What is the future of corporate tax reform?
On June 7, AEI hosted two panels on how the US could reform the corporate tax code, the first focusing on business-level taxation and the second focusing on shareholder-level taxation.
Christopher H. Hanna of the Senate Finance Committee delivered the symposium’s opening remarks, with a major focus on how the inefficiencies and increasing obsolesce of the US corporate tax system could be ameliorated by the implementation of corporate tax integration. Tax integration would prevent corporate income from being taxed twice — once as corporate profit and once when distributed to shareholders — and Mr. Hanna believes that integration would induce more investment in corporations and a more efficient distribution of corporate profits.
The first panel began with a discussion on tax incidence. Columbia’s R. Glenn Hubbard referenced studies that claim 60 to 70% of the corporate tax burden is borne by labor, while USC’s Edward Kleinbard countered there is a different incidence on normal returns on capital and the returns on economic rents. Because the owners of capital bear more the burden of the corporate tax on rents, the growing size of economic rents has meant more of an incidence on the owners of capital as opposed to labor. The Joint Committee on Taxation of the US Congress assigns 75% of the corporate income tax burden to owners of capital.

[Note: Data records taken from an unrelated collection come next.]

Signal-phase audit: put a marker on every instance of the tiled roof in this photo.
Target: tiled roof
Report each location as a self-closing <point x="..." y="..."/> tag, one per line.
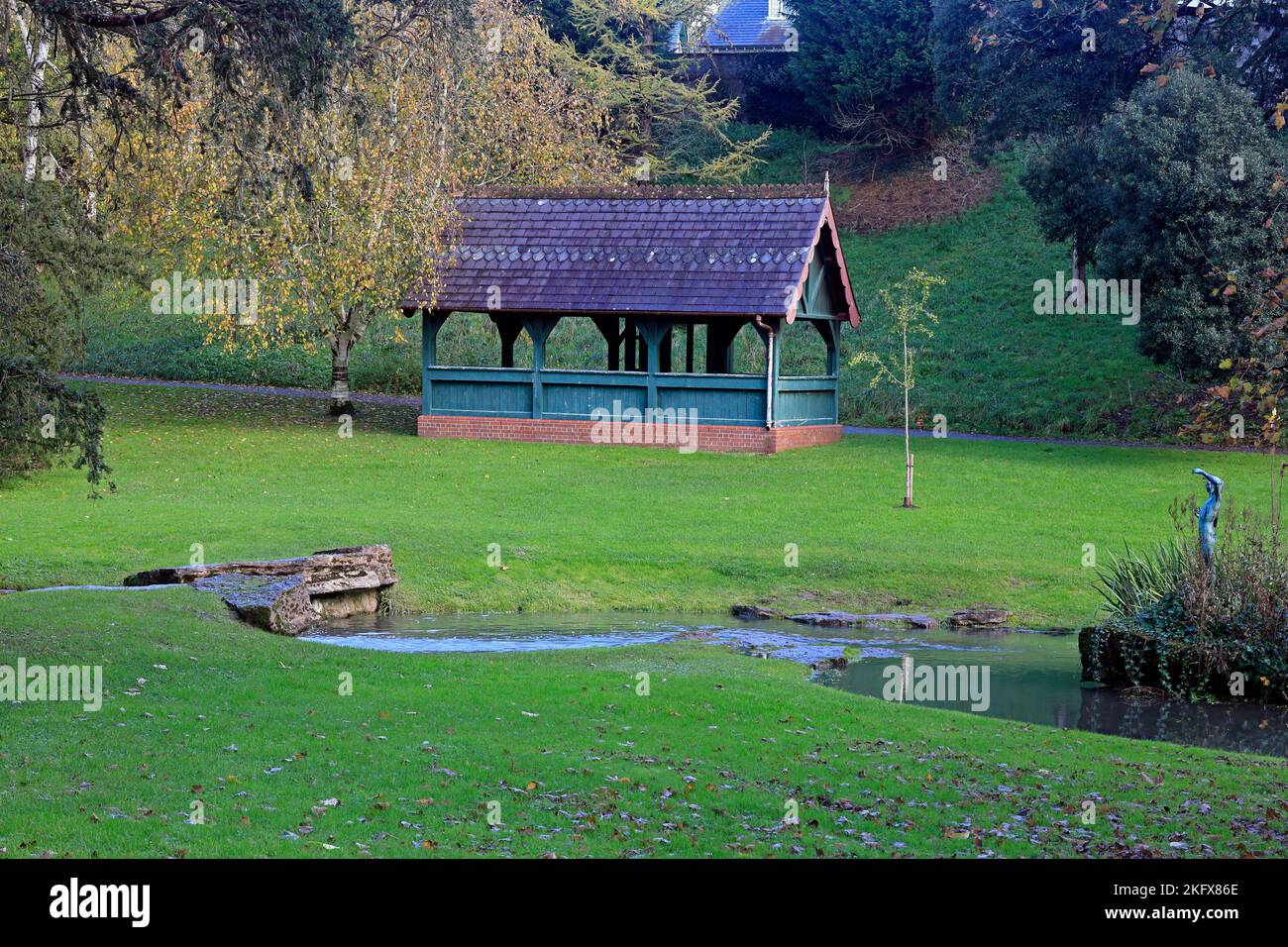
<point x="640" y="250"/>
<point x="737" y="26"/>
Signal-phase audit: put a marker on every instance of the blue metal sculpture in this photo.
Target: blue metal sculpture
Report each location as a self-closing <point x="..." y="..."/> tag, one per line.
<point x="1209" y="514"/>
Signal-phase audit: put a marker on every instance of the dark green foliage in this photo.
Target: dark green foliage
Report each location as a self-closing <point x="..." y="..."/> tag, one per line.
<point x="1022" y="69"/>
<point x="42" y="418"/>
<point x="51" y="257"/>
<point x="287" y="46"/>
<point x="866" y="53"/>
<point x="1184" y="172"/>
<point x="1179" y="625"/>
<point x="1068" y="193"/>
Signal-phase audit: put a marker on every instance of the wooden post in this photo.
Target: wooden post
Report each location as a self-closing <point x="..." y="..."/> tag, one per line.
<point x="831" y="330"/>
<point x="539" y="329"/>
<point x="430" y="321"/>
<point x="652" y="333"/>
<point x="609" y="326"/>
<point x="509" y="329"/>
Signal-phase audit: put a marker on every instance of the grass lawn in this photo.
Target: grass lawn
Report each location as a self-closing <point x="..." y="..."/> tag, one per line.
<point x="601" y="527"/>
<point x="563" y="746"/>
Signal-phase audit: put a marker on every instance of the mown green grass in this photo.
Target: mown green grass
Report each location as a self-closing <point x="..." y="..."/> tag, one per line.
<point x="601" y="527"/>
<point x="565" y="746"/>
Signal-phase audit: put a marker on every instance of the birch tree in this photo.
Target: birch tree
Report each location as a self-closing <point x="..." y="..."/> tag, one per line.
<point x="909" y="304"/>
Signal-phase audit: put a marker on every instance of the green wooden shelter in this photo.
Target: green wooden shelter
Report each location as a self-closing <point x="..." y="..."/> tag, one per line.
<point x="642" y="264"/>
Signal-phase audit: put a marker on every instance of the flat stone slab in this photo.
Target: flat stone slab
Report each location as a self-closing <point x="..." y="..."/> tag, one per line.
<point x="975" y="617"/>
<point x="326" y="573"/>
<point x="277" y="604"/>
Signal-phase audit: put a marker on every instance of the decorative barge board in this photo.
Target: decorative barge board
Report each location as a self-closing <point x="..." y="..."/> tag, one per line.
<point x="643" y="264"/>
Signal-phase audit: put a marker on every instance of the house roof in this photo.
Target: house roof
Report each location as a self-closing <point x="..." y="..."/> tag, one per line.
<point x="642" y="250"/>
<point x="737" y="26"/>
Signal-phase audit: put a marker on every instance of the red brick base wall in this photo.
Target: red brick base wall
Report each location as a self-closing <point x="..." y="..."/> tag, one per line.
<point x="711" y="437"/>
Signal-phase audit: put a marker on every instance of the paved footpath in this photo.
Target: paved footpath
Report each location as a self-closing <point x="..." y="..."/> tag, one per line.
<point x="413" y="401"/>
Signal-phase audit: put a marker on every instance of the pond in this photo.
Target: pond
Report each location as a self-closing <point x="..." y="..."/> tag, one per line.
<point x="1030" y="677"/>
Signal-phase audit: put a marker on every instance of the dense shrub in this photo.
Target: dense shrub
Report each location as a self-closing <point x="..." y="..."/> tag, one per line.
<point x="43" y="419"/>
<point x="1177" y="622"/>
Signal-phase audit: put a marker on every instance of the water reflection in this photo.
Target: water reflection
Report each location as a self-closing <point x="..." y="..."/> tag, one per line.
<point x="1033" y="677"/>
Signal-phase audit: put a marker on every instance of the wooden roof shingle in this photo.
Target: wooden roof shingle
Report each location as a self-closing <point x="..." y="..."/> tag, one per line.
<point x="674" y="252"/>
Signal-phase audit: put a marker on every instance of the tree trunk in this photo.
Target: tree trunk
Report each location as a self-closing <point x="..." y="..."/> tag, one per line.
<point x="340" y="348"/>
<point x="907" y="424"/>
<point x="37" y="46"/>
<point x="1077" y="294"/>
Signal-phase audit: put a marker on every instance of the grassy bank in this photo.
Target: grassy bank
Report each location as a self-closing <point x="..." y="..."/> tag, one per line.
<point x="992" y="368"/>
<point x="600" y="527"/>
<point x="562" y="746"/>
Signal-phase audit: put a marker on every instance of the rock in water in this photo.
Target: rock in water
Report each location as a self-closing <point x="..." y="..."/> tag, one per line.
<point x="752" y="612"/>
<point x="828" y="618"/>
<point x="335" y="583"/>
<point x="281" y="605"/>
<point x="977" y="617"/>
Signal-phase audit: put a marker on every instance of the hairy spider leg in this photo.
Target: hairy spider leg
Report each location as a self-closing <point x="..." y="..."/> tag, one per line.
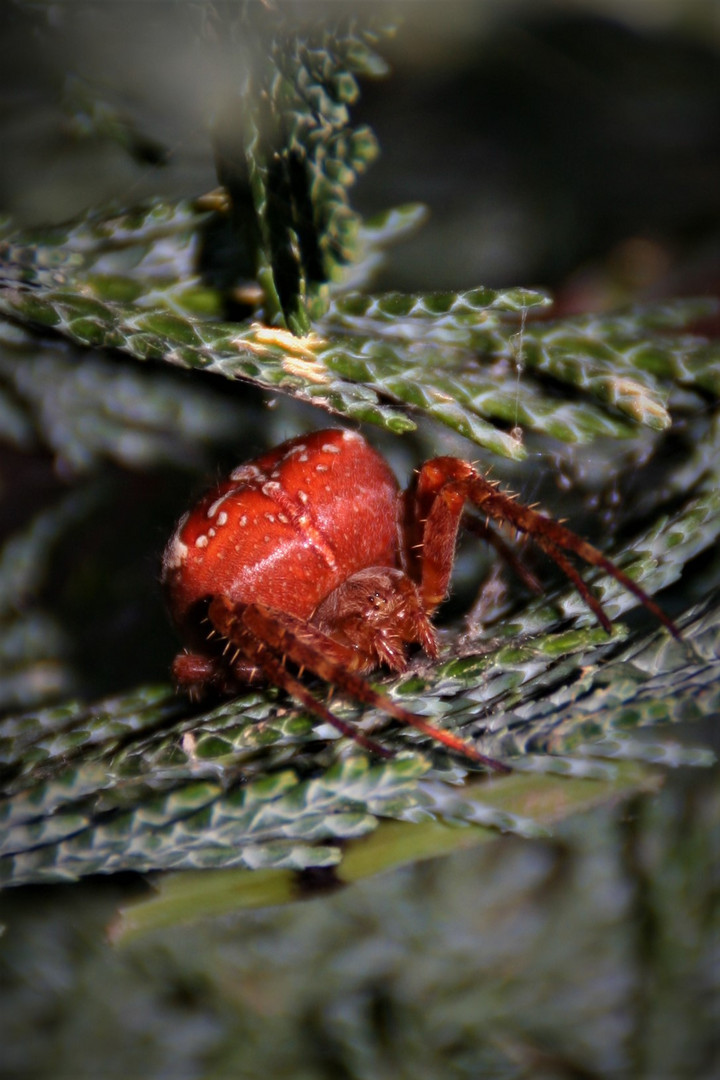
<point x="443" y="488"/>
<point x="267" y="636"/>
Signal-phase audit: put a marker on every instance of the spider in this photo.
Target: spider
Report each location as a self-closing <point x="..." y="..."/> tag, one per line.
<point x="312" y="554"/>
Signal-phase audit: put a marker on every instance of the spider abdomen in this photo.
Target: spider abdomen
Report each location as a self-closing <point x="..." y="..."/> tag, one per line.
<point x="285" y="529"/>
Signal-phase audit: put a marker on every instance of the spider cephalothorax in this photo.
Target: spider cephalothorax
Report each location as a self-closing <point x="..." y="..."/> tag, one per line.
<point x="312" y="554"/>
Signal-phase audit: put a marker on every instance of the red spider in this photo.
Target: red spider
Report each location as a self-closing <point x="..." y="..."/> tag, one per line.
<point x="311" y="553"/>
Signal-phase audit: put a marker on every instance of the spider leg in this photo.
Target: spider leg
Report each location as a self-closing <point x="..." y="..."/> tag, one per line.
<point x="554" y="538"/>
<point x="438" y="497"/>
<point x="485" y="532"/>
<point x="311" y="648"/>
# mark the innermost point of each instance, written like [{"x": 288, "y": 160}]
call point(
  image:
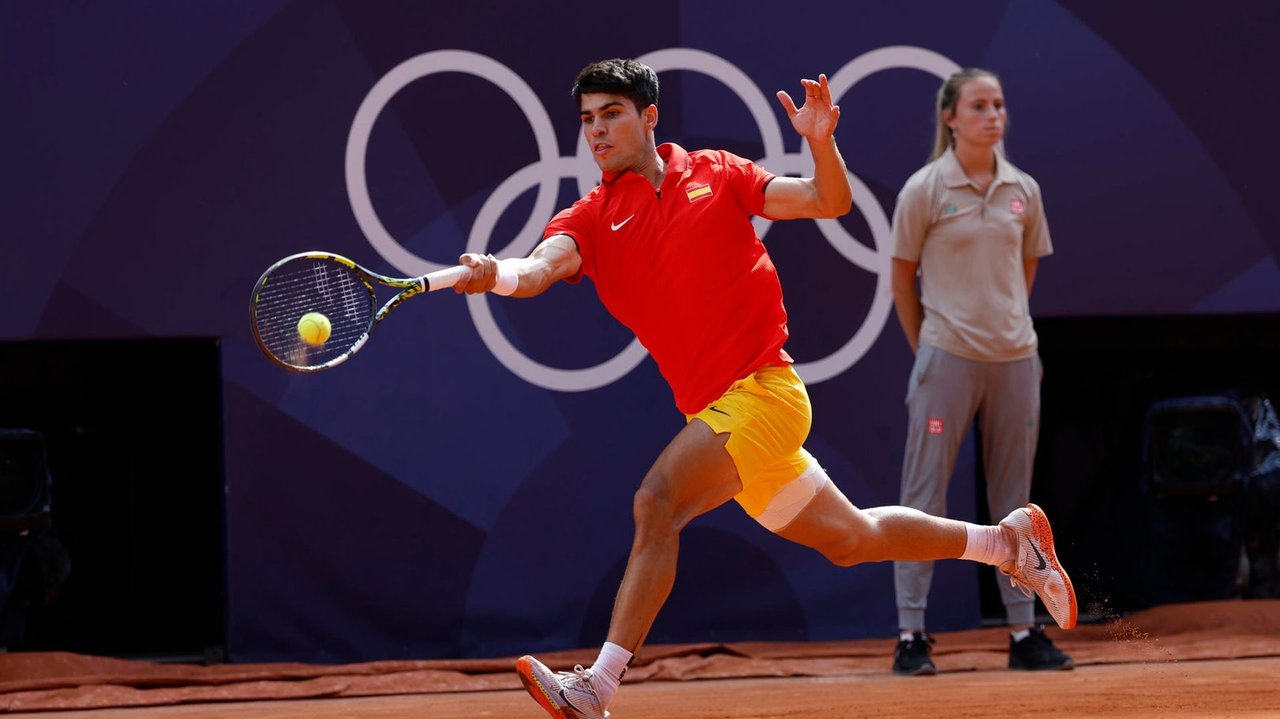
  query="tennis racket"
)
[{"x": 319, "y": 287}]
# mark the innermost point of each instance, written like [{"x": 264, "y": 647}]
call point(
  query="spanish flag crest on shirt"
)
[{"x": 698, "y": 191}]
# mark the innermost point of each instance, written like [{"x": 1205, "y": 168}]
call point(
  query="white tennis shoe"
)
[
  {"x": 565, "y": 695},
  {"x": 1036, "y": 567}
]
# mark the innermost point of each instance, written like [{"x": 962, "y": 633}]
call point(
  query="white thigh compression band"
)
[{"x": 792, "y": 498}]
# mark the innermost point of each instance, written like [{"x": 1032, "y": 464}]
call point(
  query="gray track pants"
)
[{"x": 944, "y": 395}]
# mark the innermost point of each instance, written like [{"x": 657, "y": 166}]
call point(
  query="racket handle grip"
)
[{"x": 447, "y": 276}]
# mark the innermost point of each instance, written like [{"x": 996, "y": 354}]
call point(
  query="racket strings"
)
[{"x": 306, "y": 285}]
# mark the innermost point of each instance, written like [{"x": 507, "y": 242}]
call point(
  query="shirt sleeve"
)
[
  {"x": 912, "y": 219},
  {"x": 1036, "y": 239},
  {"x": 576, "y": 221},
  {"x": 746, "y": 181}
]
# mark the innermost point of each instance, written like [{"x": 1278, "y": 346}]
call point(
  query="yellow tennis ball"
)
[{"x": 314, "y": 328}]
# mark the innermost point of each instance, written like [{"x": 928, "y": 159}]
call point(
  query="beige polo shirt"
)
[{"x": 970, "y": 250}]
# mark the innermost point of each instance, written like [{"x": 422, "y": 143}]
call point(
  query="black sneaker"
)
[
  {"x": 1037, "y": 651},
  {"x": 912, "y": 656}
]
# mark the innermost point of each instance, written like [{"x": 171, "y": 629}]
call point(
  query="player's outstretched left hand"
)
[{"x": 818, "y": 117}]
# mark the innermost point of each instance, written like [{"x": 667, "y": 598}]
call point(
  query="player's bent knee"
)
[{"x": 792, "y": 498}]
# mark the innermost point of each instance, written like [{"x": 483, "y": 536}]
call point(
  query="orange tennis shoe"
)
[
  {"x": 1036, "y": 568},
  {"x": 565, "y": 695}
]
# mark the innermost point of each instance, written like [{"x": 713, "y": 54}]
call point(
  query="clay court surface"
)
[{"x": 1207, "y": 659}]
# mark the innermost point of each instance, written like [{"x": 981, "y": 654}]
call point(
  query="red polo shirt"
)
[{"x": 684, "y": 270}]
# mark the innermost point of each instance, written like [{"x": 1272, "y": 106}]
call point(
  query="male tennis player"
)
[{"x": 667, "y": 239}]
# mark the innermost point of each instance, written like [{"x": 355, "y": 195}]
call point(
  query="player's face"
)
[
  {"x": 979, "y": 114},
  {"x": 617, "y": 134}
]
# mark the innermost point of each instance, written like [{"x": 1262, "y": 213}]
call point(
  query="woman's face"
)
[{"x": 979, "y": 117}]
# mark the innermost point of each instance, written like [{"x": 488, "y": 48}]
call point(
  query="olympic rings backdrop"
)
[{"x": 462, "y": 488}]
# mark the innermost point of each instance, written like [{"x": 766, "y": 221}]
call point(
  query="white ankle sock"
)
[
  {"x": 987, "y": 544},
  {"x": 607, "y": 672}
]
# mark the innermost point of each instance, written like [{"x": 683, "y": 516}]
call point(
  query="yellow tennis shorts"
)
[{"x": 767, "y": 416}]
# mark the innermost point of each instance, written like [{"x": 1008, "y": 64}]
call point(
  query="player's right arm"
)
[{"x": 553, "y": 260}]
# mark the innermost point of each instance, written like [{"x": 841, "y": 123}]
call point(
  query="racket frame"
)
[{"x": 408, "y": 287}]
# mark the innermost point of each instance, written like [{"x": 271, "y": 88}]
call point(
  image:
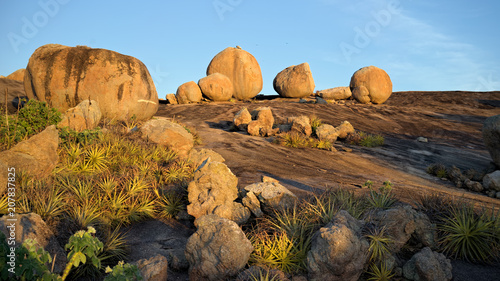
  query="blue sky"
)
[{"x": 422, "y": 44}]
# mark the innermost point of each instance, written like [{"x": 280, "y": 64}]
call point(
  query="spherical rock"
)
[
  {"x": 216, "y": 87},
  {"x": 188, "y": 92},
  {"x": 241, "y": 68},
  {"x": 377, "y": 84},
  {"x": 295, "y": 81}
]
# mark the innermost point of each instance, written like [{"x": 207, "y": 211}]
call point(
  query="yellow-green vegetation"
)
[
  {"x": 33, "y": 118},
  {"x": 105, "y": 179},
  {"x": 364, "y": 139}
]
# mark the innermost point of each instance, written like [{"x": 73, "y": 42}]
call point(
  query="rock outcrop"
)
[
  {"x": 15, "y": 95},
  {"x": 272, "y": 196},
  {"x": 216, "y": 87},
  {"x": 218, "y": 249},
  {"x": 188, "y": 92},
  {"x": 491, "y": 137},
  {"x": 65, "y": 76},
  {"x": 17, "y": 75},
  {"x": 241, "y": 68},
  {"x": 337, "y": 93},
  {"x": 338, "y": 251},
  {"x": 371, "y": 84},
  {"x": 428, "y": 265},
  {"x": 31, "y": 226},
  {"x": 86, "y": 115},
  {"x": 295, "y": 81},
  {"x": 36, "y": 156},
  {"x": 167, "y": 133}
]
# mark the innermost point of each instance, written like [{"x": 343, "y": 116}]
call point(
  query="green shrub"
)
[
  {"x": 33, "y": 118},
  {"x": 470, "y": 235}
]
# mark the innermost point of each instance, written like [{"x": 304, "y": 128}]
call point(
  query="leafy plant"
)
[{"x": 468, "y": 235}]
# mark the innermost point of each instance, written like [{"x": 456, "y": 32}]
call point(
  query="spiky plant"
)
[{"x": 468, "y": 235}]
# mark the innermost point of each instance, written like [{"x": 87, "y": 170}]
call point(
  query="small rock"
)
[
  {"x": 321, "y": 101},
  {"x": 422, "y": 139}
]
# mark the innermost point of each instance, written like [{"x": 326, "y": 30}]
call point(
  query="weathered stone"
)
[
  {"x": 213, "y": 185},
  {"x": 85, "y": 116},
  {"x": 428, "y": 265},
  {"x": 15, "y": 95},
  {"x": 241, "y": 68},
  {"x": 301, "y": 124},
  {"x": 17, "y": 75},
  {"x": 198, "y": 156},
  {"x": 491, "y": 137},
  {"x": 31, "y": 226},
  {"x": 337, "y": 93},
  {"x": 218, "y": 250},
  {"x": 371, "y": 84},
  {"x": 65, "y": 76},
  {"x": 36, "y": 156},
  {"x": 233, "y": 211},
  {"x": 171, "y": 98},
  {"x": 492, "y": 181},
  {"x": 402, "y": 222},
  {"x": 167, "y": 133},
  {"x": 217, "y": 87},
  {"x": 153, "y": 269},
  {"x": 252, "y": 202},
  {"x": 295, "y": 81},
  {"x": 272, "y": 196},
  {"x": 338, "y": 251},
  {"x": 242, "y": 118},
  {"x": 188, "y": 92}
]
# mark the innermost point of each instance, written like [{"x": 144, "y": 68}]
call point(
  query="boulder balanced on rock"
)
[
  {"x": 65, "y": 76},
  {"x": 295, "y": 81},
  {"x": 371, "y": 84},
  {"x": 241, "y": 68}
]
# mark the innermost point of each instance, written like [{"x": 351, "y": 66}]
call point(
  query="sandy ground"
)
[{"x": 451, "y": 121}]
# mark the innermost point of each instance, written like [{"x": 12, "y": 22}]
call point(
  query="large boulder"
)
[
  {"x": 491, "y": 181},
  {"x": 154, "y": 268},
  {"x": 428, "y": 265},
  {"x": 216, "y": 87},
  {"x": 241, "y": 68},
  {"x": 242, "y": 118},
  {"x": 272, "y": 196},
  {"x": 188, "y": 92},
  {"x": 85, "y": 116},
  {"x": 337, "y": 93},
  {"x": 218, "y": 250},
  {"x": 36, "y": 156},
  {"x": 328, "y": 132},
  {"x": 15, "y": 95},
  {"x": 31, "y": 226},
  {"x": 295, "y": 81},
  {"x": 371, "y": 84},
  {"x": 65, "y": 76},
  {"x": 338, "y": 251},
  {"x": 213, "y": 191},
  {"x": 403, "y": 222},
  {"x": 491, "y": 137},
  {"x": 17, "y": 75},
  {"x": 167, "y": 133}
]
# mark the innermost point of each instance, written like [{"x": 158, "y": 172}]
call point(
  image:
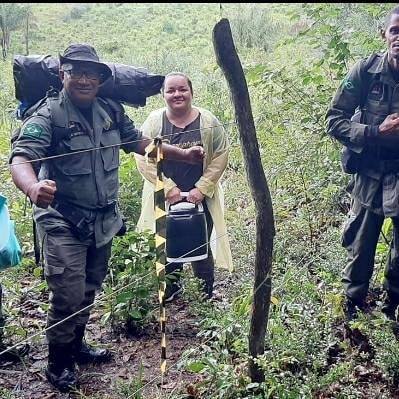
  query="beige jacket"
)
[{"x": 214, "y": 140}]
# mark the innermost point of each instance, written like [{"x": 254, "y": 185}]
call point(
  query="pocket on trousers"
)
[
  {"x": 53, "y": 265},
  {"x": 350, "y": 229}
]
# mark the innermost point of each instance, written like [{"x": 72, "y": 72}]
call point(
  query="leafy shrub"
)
[{"x": 131, "y": 282}]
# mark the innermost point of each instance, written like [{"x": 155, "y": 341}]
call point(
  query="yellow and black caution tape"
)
[{"x": 160, "y": 242}]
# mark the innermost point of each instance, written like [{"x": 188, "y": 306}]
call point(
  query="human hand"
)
[
  {"x": 390, "y": 125},
  {"x": 195, "y": 196},
  {"x": 42, "y": 193},
  {"x": 174, "y": 195},
  {"x": 194, "y": 155}
]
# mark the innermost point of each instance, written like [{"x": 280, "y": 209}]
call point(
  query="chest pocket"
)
[
  {"x": 377, "y": 104},
  {"x": 110, "y": 155},
  {"x": 77, "y": 164}
]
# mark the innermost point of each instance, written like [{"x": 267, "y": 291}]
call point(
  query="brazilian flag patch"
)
[
  {"x": 33, "y": 130},
  {"x": 347, "y": 83}
]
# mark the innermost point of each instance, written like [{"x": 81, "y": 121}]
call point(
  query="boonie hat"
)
[{"x": 85, "y": 53}]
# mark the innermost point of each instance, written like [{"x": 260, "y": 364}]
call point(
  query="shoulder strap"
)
[
  {"x": 114, "y": 109},
  {"x": 367, "y": 77},
  {"x": 59, "y": 120}
]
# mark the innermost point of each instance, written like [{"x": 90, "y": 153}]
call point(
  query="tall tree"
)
[{"x": 12, "y": 17}]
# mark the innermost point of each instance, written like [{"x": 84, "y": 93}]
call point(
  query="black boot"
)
[
  {"x": 352, "y": 308},
  {"x": 85, "y": 353},
  {"x": 390, "y": 306},
  {"x": 60, "y": 370}
]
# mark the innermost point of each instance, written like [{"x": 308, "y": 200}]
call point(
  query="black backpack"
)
[{"x": 350, "y": 160}]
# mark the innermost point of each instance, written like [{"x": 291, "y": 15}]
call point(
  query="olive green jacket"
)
[
  {"x": 376, "y": 101},
  {"x": 215, "y": 143}
]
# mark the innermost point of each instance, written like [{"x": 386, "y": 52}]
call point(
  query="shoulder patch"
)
[
  {"x": 348, "y": 84},
  {"x": 33, "y": 130}
]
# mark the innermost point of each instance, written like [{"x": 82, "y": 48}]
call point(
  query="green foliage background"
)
[{"x": 294, "y": 57}]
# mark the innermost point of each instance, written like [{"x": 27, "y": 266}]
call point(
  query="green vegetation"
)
[{"x": 294, "y": 57}]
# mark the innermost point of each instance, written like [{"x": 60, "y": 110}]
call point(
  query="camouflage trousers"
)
[
  {"x": 74, "y": 270},
  {"x": 360, "y": 238}
]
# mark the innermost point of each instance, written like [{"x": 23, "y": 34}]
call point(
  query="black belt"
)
[{"x": 389, "y": 165}]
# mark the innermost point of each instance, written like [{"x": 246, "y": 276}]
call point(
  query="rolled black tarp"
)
[{"x": 35, "y": 74}]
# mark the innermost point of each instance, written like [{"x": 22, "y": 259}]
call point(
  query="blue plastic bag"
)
[{"x": 10, "y": 250}]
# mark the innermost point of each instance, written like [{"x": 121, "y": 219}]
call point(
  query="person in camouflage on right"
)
[{"x": 364, "y": 117}]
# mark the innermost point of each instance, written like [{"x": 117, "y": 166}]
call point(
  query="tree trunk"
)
[
  {"x": 27, "y": 34},
  {"x": 229, "y": 62}
]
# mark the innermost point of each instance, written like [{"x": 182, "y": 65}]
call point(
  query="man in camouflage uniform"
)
[
  {"x": 75, "y": 198},
  {"x": 372, "y": 154}
]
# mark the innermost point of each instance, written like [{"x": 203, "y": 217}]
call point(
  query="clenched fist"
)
[
  {"x": 42, "y": 193},
  {"x": 194, "y": 155}
]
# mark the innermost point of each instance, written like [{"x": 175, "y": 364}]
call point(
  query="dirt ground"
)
[{"x": 136, "y": 360}]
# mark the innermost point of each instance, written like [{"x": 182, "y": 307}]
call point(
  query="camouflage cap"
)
[{"x": 81, "y": 52}]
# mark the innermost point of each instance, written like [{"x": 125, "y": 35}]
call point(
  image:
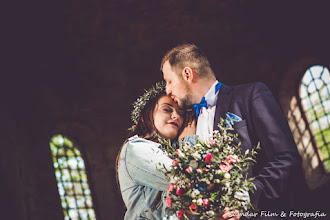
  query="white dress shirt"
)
[{"x": 205, "y": 119}]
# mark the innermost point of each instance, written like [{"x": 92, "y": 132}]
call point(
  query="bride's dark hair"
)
[{"x": 145, "y": 127}]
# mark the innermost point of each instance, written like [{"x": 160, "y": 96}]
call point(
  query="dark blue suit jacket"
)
[{"x": 263, "y": 121}]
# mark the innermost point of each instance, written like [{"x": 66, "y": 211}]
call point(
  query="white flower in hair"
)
[{"x": 141, "y": 102}]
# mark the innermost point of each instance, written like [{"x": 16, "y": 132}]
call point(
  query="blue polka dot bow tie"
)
[
  {"x": 199, "y": 106},
  {"x": 203, "y": 103}
]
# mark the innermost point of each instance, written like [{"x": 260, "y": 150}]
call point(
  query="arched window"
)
[
  {"x": 72, "y": 179},
  {"x": 315, "y": 100}
]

Broadening the scope of the conversation, Alan Auerbach advocated for switching from an origin-based system of taxing corporate income to a destination-based income. A destination-based tax applies to goods that are consumed in the United States, rather than goods that are produced. Auerbach argued that a destination-based tax would remove the incentive for corporate inversions and investment abroad. Kleinbard worried that moving to a destination basis could significantly reduce the US tax base.